In this paper, we present a numerical study of granular flows within a centrifugal acceleration field, exploring the effects of a dilative Coriolis acceleration. The numerical model mimics the conditions of a geotechnical centrifuge. While still relying on approximations, the numerical environment has the advantage of simplifying many technological issues that affect geotechnical centrifuges. Most importantly, it provides guidance on how to reach steady-state conditions in real centrifuge experiments.

Using this tool, we described and quantitatively estimated the consequences of the Coriolis acceleration on the type of achieved steady conditions. We performed a parametric study by varying the scaling factor N and the centrifuge radius R. The conclusions can be summarized as follows:

  • The Coriolis acceleration can have either dilative or compressive effects on the flow. When compressive, it can aid in stabilizing the flow (as shown by [8]). When dilative, it allows to obtain faster flows, but it also becomes a potential source of instability.

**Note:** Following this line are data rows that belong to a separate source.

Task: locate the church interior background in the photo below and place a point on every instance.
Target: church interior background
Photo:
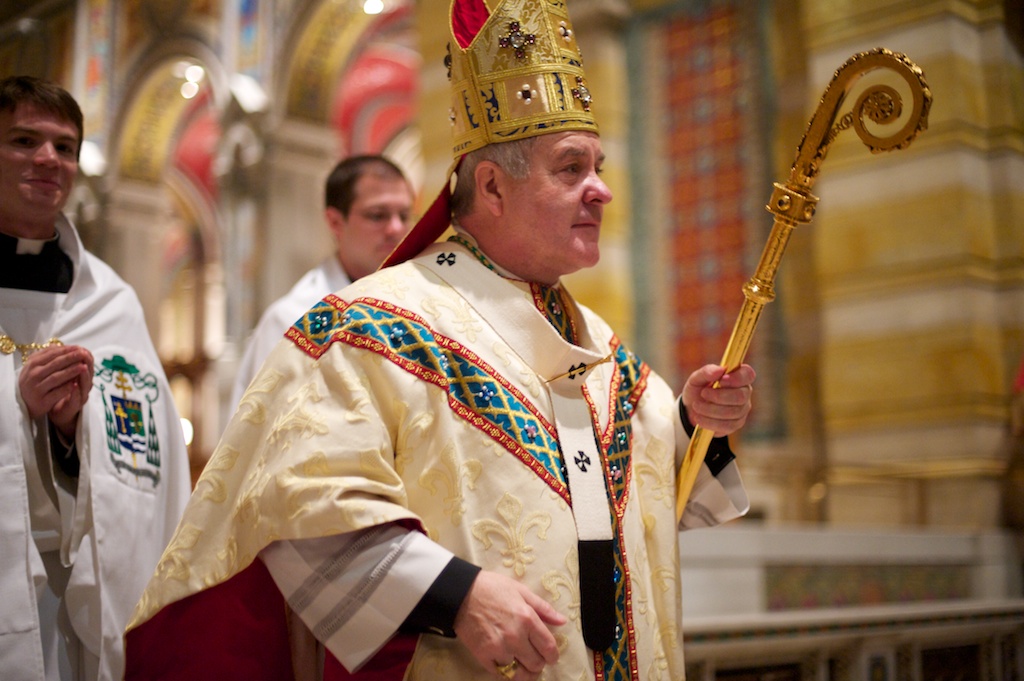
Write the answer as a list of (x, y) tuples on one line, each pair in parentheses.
[(886, 455)]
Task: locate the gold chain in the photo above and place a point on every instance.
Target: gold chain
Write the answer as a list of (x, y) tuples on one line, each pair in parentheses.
[(8, 346)]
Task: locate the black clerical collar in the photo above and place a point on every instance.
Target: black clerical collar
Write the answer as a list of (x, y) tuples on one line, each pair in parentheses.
[(34, 264)]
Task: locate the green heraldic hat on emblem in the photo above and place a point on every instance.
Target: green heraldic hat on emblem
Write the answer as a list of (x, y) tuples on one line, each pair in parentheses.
[(515, 72)]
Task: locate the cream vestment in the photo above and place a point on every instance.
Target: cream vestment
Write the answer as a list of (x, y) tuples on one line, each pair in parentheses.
[(421, 395)]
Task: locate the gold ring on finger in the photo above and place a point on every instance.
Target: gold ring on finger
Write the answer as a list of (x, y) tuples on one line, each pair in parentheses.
[(507, 671)]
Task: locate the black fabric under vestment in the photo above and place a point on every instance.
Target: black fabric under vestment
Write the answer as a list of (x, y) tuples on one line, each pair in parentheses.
[(50, 270)]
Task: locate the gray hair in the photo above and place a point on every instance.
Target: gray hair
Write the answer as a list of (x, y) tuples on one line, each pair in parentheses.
[(512, 157)]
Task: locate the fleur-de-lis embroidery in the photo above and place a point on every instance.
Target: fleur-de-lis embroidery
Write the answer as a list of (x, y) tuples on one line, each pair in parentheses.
[(298, 420), (452, 475), (656, 481), (582, 460), (517, 553), (517, 40), (555, 582), (212, 485)]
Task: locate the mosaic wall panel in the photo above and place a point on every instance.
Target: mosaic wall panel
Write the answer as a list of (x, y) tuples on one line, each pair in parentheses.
[(701, 122), (792, 587)]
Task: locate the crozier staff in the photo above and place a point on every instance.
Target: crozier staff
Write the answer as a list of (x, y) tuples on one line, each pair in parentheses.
[(455, 470)]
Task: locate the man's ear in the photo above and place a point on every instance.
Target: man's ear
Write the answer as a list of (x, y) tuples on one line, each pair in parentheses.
[(335, 222), (491, 183)]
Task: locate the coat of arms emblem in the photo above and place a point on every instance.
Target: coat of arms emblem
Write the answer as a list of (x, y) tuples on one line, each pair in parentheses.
[(131, 428)]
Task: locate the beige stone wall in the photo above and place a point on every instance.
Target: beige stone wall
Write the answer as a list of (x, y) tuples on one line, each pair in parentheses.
[(918, 259)]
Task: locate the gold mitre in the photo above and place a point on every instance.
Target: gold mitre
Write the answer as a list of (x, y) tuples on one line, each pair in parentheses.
[(516, 72)]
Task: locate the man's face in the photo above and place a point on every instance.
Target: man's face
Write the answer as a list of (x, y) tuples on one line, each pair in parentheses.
[(377, 221), (38, 164), (552, 219)]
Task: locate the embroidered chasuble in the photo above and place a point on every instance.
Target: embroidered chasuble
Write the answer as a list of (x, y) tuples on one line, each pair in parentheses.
[(427, 394)]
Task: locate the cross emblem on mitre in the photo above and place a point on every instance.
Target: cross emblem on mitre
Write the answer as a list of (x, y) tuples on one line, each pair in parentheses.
[(517, 40)]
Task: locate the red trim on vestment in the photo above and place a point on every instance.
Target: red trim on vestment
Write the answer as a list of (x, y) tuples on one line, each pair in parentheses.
[(468, 16), (431, 225), (236, 630), (239, 630), (389, 664)]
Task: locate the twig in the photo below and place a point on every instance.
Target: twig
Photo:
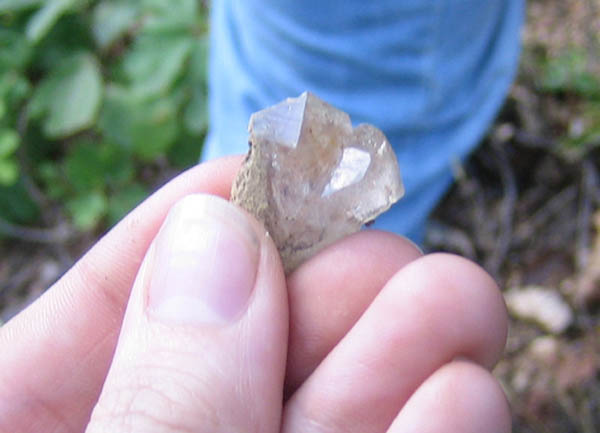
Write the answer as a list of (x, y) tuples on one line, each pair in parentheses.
[(57, 235), (532, 140), (589, 183), (507, 210), (443, 236), (552, 207), (34, 192)]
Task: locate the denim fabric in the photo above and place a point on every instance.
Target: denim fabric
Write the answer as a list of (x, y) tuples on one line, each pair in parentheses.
[(431, 74)]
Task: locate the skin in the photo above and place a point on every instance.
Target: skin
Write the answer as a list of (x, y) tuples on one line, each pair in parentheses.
[(405, 346)]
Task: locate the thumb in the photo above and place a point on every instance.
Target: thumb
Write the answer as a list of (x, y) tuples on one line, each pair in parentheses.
[(204, 338)]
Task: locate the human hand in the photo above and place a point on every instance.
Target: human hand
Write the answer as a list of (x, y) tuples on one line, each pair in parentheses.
[(375, 332)]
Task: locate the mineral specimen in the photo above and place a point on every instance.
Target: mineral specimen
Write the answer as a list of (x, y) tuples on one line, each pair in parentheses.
[(311, 178)]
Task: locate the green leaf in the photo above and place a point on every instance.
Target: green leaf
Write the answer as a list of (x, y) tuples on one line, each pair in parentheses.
[(118, 165), (88, 209), (69, 97), (166, 17), (15, 51), (84, 167), (17, 5), (146, 126), (42, 21), (196, 112), (156, 62), (9, 142), (111, 20), (9, 172), (186, 153), (54, 183), (124, 200), (17, 206)]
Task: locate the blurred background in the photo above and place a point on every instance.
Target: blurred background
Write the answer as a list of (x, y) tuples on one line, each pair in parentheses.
[(101, 102)]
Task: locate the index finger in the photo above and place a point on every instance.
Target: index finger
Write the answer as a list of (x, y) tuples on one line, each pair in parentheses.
[(59, 349)]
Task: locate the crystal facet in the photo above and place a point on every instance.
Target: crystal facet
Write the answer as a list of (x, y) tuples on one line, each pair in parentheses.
[(311, 178)]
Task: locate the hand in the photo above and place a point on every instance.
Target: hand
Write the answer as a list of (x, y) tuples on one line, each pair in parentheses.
[(380, 338)]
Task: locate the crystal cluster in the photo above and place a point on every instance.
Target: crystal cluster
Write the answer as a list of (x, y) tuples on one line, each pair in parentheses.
[(312, 178)]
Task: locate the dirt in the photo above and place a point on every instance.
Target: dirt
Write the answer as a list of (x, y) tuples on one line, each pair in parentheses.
[(521, 206)]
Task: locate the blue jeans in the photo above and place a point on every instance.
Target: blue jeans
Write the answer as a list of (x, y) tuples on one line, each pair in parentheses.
[(431, 74)]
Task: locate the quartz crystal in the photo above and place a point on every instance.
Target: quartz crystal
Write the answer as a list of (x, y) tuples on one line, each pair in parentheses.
[(312, 178)]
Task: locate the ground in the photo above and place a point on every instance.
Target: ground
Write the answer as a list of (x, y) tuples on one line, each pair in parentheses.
[(525, 206)]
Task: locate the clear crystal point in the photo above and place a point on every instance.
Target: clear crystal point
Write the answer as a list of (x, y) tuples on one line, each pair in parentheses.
[(311, 178)]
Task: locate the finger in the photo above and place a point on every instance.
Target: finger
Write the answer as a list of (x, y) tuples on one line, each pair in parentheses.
[(61, 346), (331, 291), (433, 310), (203, 342), (460, 397)]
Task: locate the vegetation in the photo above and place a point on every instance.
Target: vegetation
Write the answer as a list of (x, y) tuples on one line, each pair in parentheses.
[(93, 94)]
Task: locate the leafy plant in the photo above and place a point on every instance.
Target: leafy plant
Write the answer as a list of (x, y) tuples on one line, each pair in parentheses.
[(91, 94)]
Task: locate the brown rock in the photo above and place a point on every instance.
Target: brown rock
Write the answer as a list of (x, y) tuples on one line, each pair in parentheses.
[(311, 178)]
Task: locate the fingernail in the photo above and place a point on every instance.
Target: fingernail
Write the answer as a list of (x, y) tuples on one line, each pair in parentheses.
[(205, 263)]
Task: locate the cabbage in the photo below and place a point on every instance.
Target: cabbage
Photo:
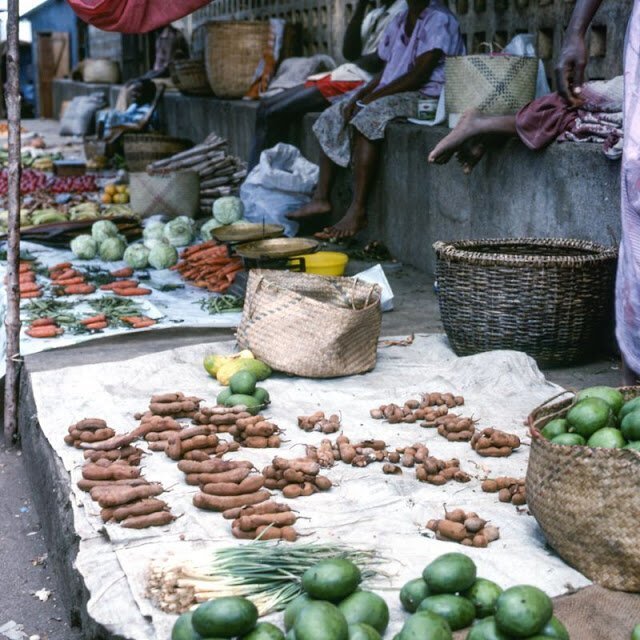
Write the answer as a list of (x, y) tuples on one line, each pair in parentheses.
[(228, 209), (163, 256), (137, 256), (84, 247), (154, 230), (103, 229), (178, 232), (208, 227), (112, 249)]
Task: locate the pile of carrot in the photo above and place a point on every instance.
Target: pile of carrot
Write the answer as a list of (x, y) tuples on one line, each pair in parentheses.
[(68, 281), (209, 266), (29, 288)]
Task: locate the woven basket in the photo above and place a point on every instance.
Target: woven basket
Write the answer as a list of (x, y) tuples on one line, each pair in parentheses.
[(552, 298), (141, 149), (587, 501), (496, 85), (311, 326), (190, 77), (232, 53), (175, 193)]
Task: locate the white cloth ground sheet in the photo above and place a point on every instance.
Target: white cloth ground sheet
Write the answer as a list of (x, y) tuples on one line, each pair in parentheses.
[(365, 508)]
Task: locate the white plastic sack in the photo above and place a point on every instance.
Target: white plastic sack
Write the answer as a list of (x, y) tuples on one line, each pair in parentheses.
[(282, 182)]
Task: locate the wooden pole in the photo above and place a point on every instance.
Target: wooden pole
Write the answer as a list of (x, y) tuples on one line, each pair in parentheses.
[(12, 319)]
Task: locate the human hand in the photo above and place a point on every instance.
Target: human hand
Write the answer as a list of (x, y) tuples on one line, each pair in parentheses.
[(570, 69)]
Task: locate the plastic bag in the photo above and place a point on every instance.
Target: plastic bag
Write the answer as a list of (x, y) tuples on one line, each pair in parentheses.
[(282, 182), (524, 45)]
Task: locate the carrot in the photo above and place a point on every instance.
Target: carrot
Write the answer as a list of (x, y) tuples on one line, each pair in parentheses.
[(50, 331), (133, 291), (125, 272), (77, 289), (99, 318), (43, 322)]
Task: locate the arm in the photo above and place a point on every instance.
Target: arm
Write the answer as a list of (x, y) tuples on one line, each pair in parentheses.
[(573, 57), (352, 43), (410, 81)]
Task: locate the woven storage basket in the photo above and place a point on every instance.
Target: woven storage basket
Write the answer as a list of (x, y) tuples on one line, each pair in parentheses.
[(587, 502), (496, 85), (311, 326), (552, 298), (232, 53), (190, 76), (175, 193), (141, 149)]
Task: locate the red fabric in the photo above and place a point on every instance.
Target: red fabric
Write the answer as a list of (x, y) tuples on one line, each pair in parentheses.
[(133, 16), (543, 120), (333, 88)]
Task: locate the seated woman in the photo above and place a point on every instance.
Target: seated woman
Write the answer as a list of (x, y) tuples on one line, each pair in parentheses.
[(413, 49)]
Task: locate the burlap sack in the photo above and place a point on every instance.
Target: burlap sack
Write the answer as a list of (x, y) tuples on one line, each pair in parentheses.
[(311, 326)]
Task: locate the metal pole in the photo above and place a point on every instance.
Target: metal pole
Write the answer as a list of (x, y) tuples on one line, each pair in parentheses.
[(12, 320)]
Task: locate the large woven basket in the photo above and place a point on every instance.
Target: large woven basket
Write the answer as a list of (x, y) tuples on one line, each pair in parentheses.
[(309, 325), (141, 149), (232, 53), (175, 193), (552, 298), (492, 84), (190, 77), (587, 501)]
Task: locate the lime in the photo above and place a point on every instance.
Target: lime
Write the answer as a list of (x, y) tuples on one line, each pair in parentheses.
[(450, 573), (610, 395), (321, 621), (589, 415), (483, 593), (555, 428), (225, 617), (244, 383), (569, 439), (456, 610), (630, 426), (413, 593), (607, 438), (331, 580), (365, 606), (523, 610)]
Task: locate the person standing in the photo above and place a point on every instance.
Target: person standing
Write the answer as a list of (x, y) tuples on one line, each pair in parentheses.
[(570, 77)]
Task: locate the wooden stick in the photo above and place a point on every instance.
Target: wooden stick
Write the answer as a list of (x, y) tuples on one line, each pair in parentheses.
[(12, 320)]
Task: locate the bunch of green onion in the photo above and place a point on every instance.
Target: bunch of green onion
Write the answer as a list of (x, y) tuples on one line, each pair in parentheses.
[(269, 574)]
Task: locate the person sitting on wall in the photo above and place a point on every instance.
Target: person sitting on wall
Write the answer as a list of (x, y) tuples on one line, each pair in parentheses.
[(360, 45), (413, 49), (597, 118)]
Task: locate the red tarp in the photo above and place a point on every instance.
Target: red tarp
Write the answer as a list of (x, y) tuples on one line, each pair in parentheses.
[(133, 16)]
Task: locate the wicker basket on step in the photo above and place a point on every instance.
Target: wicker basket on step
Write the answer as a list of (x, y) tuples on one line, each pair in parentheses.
[(549, 297), (190, 77), (232, 53), (141, 149), (587, 501)]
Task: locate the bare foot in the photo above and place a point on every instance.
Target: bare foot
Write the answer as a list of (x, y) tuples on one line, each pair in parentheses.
[(354, 221), (468, 127), (314, 208)]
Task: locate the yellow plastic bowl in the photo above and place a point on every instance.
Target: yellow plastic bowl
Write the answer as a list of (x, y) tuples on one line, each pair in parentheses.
[(326, 263)]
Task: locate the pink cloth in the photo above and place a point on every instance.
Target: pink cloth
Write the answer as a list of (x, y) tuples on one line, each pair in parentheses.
[(133, 16), (628, 281)]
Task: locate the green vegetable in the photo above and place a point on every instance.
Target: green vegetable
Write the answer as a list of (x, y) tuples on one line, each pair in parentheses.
[(179, 232), (163, 256), (103, 229), (84, 247), (112, 249), (137, 256), (228, 210)]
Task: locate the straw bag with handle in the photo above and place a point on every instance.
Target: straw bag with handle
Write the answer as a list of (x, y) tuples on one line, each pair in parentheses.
[(311, 326), (587, 501)]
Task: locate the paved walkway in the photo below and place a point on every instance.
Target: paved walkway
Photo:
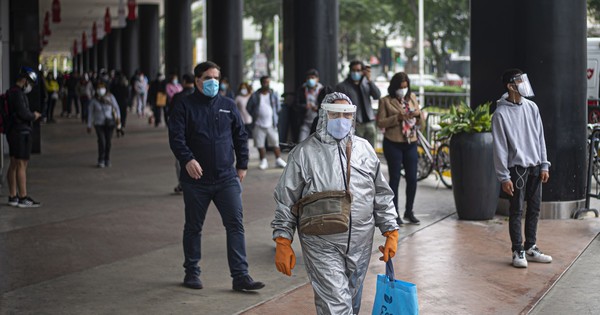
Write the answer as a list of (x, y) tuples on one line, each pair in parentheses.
[(108, 241)]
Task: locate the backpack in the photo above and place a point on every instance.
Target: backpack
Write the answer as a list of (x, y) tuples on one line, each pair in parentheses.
[(4, 112)]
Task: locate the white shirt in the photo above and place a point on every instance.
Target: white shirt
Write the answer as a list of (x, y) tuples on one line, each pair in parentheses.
[(265, 111)]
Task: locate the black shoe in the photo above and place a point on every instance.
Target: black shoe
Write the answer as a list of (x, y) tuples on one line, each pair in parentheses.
[(192, 282), (411, 218), (244, 283)]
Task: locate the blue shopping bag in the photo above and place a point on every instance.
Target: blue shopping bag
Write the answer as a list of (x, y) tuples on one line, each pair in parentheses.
[(394, 297)]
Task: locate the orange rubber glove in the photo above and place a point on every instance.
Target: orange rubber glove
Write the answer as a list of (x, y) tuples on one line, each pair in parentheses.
[(391, 245), (285, 259)]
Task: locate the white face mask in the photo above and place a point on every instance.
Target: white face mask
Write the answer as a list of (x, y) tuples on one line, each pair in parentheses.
[(401, 93)]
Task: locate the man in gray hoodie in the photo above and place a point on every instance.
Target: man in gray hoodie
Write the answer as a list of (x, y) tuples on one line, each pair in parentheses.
[(521, 162)]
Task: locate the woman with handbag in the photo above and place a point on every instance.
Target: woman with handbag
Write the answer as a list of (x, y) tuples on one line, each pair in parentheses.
[(400, 115), (103, 114)]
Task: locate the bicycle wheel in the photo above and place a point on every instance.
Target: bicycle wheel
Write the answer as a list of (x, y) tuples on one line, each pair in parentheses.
[(443, 165), (424, 165)]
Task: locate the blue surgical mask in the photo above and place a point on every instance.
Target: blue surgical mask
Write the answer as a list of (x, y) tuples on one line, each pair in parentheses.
[(210, 87), (339, 127), (356, 75)]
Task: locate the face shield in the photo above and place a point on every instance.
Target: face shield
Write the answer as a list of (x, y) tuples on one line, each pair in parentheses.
[(523, 85), (339, 118)]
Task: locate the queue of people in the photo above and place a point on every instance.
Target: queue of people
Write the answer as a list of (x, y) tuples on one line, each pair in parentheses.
[(337, 165)]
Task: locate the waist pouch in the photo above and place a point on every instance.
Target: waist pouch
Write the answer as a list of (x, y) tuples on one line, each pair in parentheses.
[(324, 213)]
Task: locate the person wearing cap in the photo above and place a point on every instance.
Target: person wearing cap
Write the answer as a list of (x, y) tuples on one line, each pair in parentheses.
[(19, 138), (337, 263), (521, 163), (306, 102), (207, 136), (359, 87)]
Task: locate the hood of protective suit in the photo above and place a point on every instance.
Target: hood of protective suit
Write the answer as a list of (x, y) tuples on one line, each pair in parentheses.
[(321, 132)]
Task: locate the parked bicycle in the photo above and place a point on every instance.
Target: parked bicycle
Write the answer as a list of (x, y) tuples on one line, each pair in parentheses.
[(434, 156)]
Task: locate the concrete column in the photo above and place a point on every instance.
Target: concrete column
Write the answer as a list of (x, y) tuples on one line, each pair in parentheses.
[(224, 40), (113, 50), (555, 60), (178, 36), (102, 53), (130, 49), (311, 44), (149, 42), (25, 51)]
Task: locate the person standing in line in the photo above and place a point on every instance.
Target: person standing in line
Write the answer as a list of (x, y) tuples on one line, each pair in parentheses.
[(188, 89), (336, 263), (359, 87), (241, 101), (18, 135), (53, 92), (306, 102), (207, 136), (521, 163), (104, 115), (264, 108), (400, 115)]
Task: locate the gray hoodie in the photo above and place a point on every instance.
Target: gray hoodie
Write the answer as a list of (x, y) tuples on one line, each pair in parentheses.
[(518, 137)]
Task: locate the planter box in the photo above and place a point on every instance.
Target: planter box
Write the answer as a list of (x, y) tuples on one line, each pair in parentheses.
[(474, 183)]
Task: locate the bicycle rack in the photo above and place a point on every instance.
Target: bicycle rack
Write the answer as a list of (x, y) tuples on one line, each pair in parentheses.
[(594, 140)]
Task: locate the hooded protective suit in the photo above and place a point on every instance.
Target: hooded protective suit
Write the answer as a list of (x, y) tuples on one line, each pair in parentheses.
[(336, 264)]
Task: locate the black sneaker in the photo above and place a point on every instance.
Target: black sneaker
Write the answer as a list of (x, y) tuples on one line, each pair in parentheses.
[(411, 218), (245, 283), (192, 282), (27, 202), (13, 201)]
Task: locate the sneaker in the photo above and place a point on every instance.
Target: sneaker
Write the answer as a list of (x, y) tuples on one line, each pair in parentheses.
[(411, 219), (13, 201), (519, 260), (27, 202), (192, 282), (245, 283), (263, 164), (280, 163), (535, 254)]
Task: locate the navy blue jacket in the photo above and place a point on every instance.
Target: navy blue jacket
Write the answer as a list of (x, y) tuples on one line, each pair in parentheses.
[(211, 131)]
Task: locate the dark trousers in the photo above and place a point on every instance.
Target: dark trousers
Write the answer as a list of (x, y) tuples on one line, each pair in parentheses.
[(401, 155), (527, 187), (104, 134), (227, 197)]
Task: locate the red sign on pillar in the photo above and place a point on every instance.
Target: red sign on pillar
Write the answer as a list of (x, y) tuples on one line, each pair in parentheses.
[(46, 30), (107, 26), (131, 10), (94, 34), (56, 11), (83, 42)]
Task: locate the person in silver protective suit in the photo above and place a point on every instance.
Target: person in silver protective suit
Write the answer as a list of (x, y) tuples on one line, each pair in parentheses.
[(336, 263)]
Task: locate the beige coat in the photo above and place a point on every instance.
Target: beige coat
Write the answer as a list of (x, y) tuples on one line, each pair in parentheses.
[(387, 117)]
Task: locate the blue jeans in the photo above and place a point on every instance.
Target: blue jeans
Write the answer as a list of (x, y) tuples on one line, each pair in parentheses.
[(402, 155), (527, 187), (227, 197)]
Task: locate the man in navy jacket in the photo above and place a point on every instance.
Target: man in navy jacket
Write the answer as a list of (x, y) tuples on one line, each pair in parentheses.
[(207, 135)]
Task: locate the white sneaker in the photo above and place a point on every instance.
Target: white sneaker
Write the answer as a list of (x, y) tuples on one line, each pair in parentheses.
[(519, 260), (535, 254), (280, 163), (263, 164)]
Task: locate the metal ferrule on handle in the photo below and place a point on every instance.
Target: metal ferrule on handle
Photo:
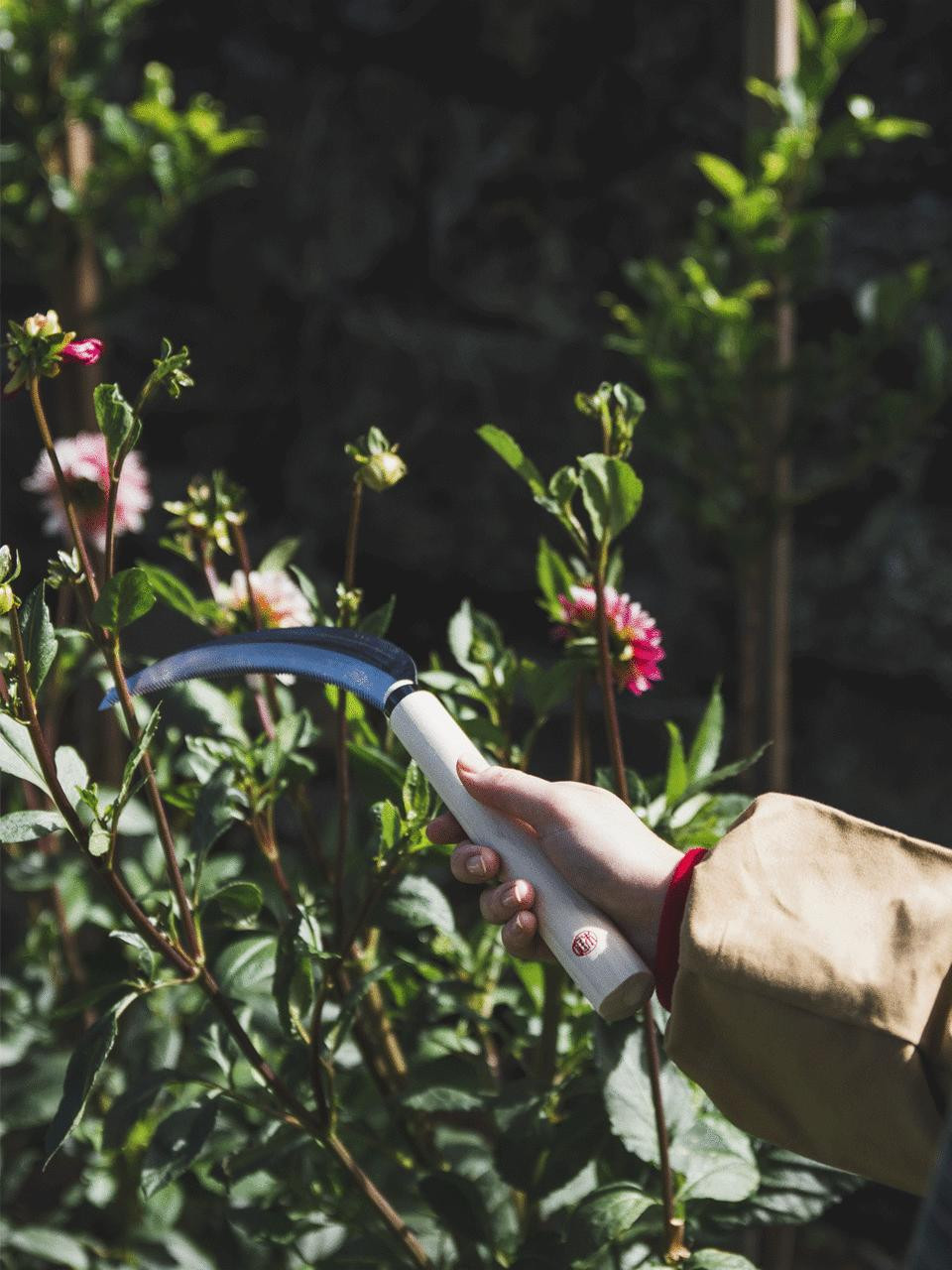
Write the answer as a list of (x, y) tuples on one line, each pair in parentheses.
[(588, 945)]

  • When the Coriolis acceleration is dilative, it is still possible to obtain stable flows. However, only a limited set of possible operational conditions appear to guarantee stability. These however demand the use of a very large centrifuge radius, which becomes even larger if the experiments aim at achieving high scaling factors N.

  • The reference value of the Coriolis factor \(\mathrm {Co}<0.1\) can be used for a preliminary assessment of whether the flow will achieve steady dense conditions or not.

In the future, it would be of great interest to verify these results experimentally, although we recognize that performing physical tests with different centrifuge radii might be prohibitively complex. In any case, running such tests would require to deal with potentially unstable flows. We recommend to pay meticulous attention at confining the flow, in order to avoid damage to the experimental apparatus and model instrumentation. Furthermore, the analytical results show that changing the particle diameter could have an influence on the flow conditions. Future work aims at clarifying this aspect.